With this in hand, we can easily use the term errors to determine when the exact amount is a binder. We have a connection if and only if error nonzero and sum + 2*error is exactly representable, in which case sum and sum + 2*error are the two floats closest to this connection. Using this idea, here is a function that adds two numbers and gives a properly rounded result, but rounds off ties from zero.
def add_ties_away(a, b): """ Return the sum of a and b.

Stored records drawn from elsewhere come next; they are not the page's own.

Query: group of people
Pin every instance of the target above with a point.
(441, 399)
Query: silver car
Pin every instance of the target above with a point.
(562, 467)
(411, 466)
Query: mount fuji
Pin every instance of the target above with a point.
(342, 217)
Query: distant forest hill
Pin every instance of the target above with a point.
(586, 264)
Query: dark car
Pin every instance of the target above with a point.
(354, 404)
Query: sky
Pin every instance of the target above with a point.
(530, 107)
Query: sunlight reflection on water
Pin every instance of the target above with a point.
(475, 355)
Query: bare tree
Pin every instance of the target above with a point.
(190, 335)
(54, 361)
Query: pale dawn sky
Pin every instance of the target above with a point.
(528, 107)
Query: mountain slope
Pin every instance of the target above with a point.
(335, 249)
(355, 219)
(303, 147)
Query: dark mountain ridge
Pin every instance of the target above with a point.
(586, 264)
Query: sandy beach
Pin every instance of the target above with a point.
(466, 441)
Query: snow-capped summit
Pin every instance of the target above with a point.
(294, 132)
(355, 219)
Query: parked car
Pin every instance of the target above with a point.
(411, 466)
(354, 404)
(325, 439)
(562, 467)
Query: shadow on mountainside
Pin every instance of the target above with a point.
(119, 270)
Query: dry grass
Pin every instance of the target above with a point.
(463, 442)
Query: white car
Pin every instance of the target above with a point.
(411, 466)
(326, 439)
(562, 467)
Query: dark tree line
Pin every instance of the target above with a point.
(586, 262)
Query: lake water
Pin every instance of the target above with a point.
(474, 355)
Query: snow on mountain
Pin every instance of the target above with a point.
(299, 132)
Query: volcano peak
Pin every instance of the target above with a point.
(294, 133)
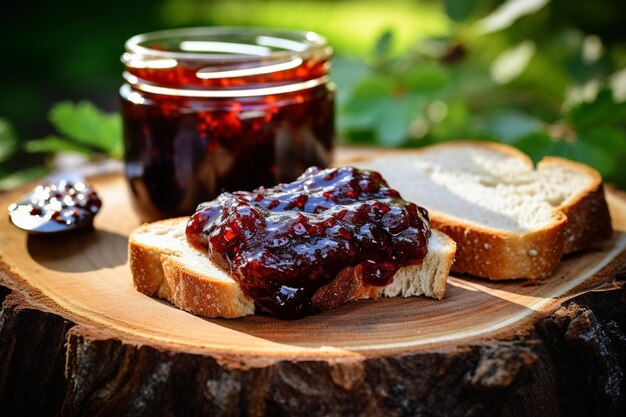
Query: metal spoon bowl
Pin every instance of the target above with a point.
(62, 203)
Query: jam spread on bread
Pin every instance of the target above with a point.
(282, 244)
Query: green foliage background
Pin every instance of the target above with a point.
(550, 79)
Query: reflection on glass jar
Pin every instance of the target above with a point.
(208, 110)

Ties are rounded away from zero. """ sum, error = exact_add(a, b) sum2, error2 = exact_add(sum, 2.0*error) if error2 or not error:
Now we can compare the results. sample_sum_errors is a function that generates a list of floats in the range [1, 2], adds them using both the normal addition of rounded links to parity and our regular version of round-ties-away-from-zero, compares with the exact amount and returns errors for both versions, measured in units in last place.

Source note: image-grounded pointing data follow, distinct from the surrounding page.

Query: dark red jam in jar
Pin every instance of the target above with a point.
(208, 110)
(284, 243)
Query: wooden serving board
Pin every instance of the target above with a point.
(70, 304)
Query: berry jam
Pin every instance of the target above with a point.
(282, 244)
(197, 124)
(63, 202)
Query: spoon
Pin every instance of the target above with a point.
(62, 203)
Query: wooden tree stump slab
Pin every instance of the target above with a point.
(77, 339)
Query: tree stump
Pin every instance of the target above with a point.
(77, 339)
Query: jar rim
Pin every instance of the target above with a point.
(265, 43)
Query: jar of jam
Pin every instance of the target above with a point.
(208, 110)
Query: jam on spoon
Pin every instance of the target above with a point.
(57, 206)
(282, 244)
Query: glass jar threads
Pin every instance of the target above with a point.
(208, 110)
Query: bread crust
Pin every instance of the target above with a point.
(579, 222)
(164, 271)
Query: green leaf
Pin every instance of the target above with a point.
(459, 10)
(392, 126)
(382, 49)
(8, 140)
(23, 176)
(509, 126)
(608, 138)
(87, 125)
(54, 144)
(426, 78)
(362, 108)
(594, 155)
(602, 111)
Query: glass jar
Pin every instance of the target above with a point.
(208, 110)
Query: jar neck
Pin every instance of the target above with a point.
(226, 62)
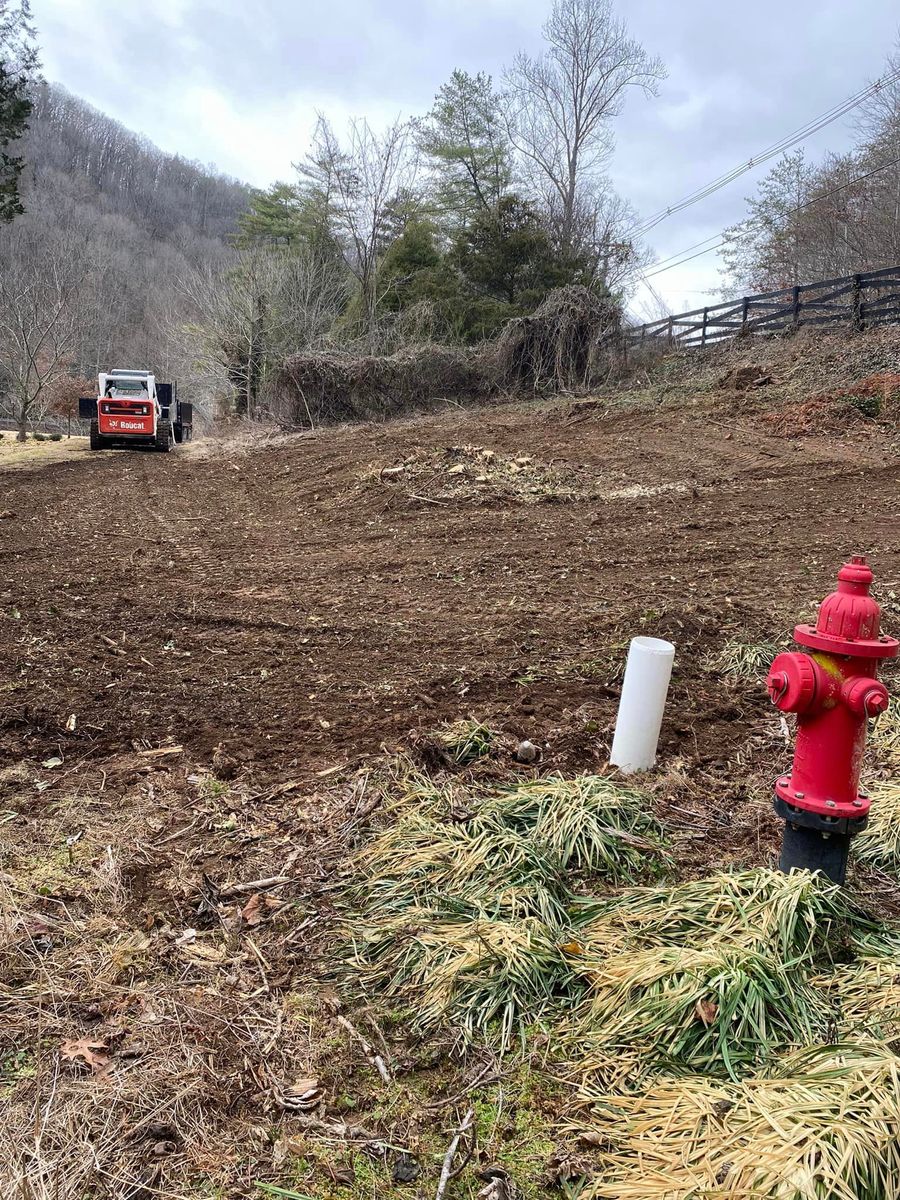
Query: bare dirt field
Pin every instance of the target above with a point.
(16, 455)
(204, 654)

import fractions import random def sample_sum_errors(sample_size=1024): """ Generate `sample_size` floats in the range [1.0, 2.0], sum using both addition methods, and return the two errors in ulps. """ xs = [random.uniform(1.0, 2.0) for _ in range(sample_size)] to_even_sum = pairwise_sum(xs, 0, len(xs)) to_away_sum = pairwise_sum(xs, 0, len(xs), add=add_ties_away)
Here is an example:
>>> sample_sum_errors() (1.6015625, 9.6015625)

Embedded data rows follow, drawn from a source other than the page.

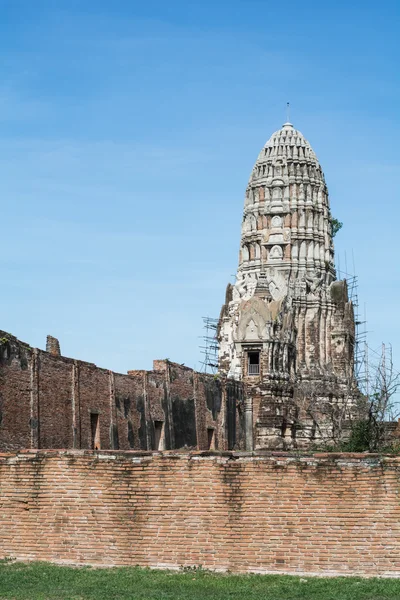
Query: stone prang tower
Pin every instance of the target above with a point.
(287, 326)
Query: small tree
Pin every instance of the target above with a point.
(382, 384)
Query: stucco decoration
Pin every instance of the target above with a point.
(286, 303)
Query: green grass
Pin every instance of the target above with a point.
(43, 581)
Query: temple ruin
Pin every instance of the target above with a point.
(287, 326)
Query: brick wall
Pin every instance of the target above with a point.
(51, 401)
(316, 514)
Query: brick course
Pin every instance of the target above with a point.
(50, 401)
(315, 514)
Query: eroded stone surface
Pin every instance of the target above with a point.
(287, 305)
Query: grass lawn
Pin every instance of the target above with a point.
(42, 581)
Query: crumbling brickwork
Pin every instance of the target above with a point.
(50, 401)
(287, 326)
(315, 514)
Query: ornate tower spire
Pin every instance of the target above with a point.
(287, 323)
(286, 221)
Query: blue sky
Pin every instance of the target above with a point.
(127, 134)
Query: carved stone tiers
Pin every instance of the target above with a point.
(287, 327)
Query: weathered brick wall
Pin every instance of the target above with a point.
(50, 401)
(321, 514)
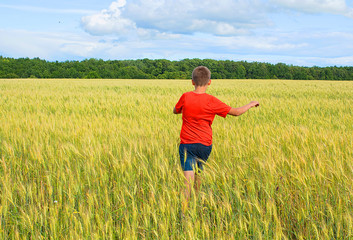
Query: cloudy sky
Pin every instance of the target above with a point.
(298, 32)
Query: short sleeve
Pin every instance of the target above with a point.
(180, 104)
(218, 107)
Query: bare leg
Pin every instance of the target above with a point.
(189, 179)
(197, 183)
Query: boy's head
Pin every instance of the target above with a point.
(201, 76)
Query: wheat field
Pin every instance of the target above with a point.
(98, 159)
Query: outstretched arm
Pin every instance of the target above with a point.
(240, 110)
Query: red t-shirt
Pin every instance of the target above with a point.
(198, 112)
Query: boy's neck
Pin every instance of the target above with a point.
(200, 89)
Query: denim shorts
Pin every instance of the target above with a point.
(196, 155)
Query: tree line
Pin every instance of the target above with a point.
(164, 69)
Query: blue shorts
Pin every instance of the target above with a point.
(196, 155)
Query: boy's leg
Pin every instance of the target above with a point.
(188, 181)
(197, 183)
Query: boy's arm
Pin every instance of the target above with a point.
(240, 110)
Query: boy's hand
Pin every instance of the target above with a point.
(254, 104)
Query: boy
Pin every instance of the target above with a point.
(198, 111)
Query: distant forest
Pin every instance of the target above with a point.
(164, 69)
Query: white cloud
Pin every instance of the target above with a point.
(219, 17)
(317, 6)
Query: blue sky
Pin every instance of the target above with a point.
(298, 32)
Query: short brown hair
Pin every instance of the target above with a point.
(201, 76)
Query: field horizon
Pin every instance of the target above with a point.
(99, 159)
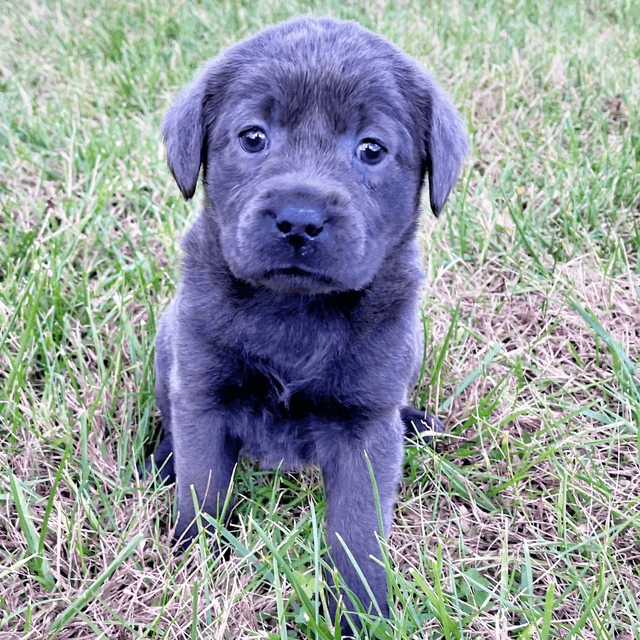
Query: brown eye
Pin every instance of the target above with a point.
(370, 152)
(254, 140)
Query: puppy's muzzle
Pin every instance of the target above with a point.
(299, 225)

Thus, the error is 1.6 ulps using the standard addition and the error is 9.6 ulps when rounding ties from zero. Of course, it seems that the tack-from-zero method is worse, but one run is not particularly convincing. Let it do it 10,000 times, with a different random pattern every time, and build the errors that we get. Here is the code:
import statistics import numpy as np import matplotlib.pyplot as plt def show_error_distributions(): errors = [sample_sum_errors() for _ in range(10000)] to_even_errors, to_away_errors = zip(*errors) print("Errors from ties-to-even: " "mean {:.2f} ulps, stdev {:.2f} ulps".format( statistics.mean(to_even_errors), statistics.stdev(to_even_errors))) print("Errors from ties-away-from-zero: " "mean {:.2f} ulps, stdev {:.2f} ulps".format( statistics.mean(to_away_errors), statistics.stdev(to_away_errors))) ax1 = plt.subplot(2, 1, 1) plt.hist(to_even_errors, bins=np.arange(-7, 17, 0.5)) ax2 = plt.subplot(2, 1, 2) plt.hist(to_away_errors, bins=np.arange(-7, 17, 0.5)) ax1.set_title("Errors from ties-to-even (ulps)") ax2.set_title("Errors from ties-away-from-zero (ulps)") ax1.xaxis.set_visible(False) plt.show()
When I run the above function on my machine, I see:
Errors from ties-to-even: mean 0.00 ulps, stdev 1.81 ulps Errors from ties-away-from-zero: mean 9.76 ulps, stdev 1.40 ulps
and I get the following graph:
I planned to take one more step and perform a statistical test for bias across two samples, but the bias from the tack-from-zero method is so noticeable that it seems unnecessary. Interestingly, while the snap-from-zero method gives a weaker result, it gives less error propagation.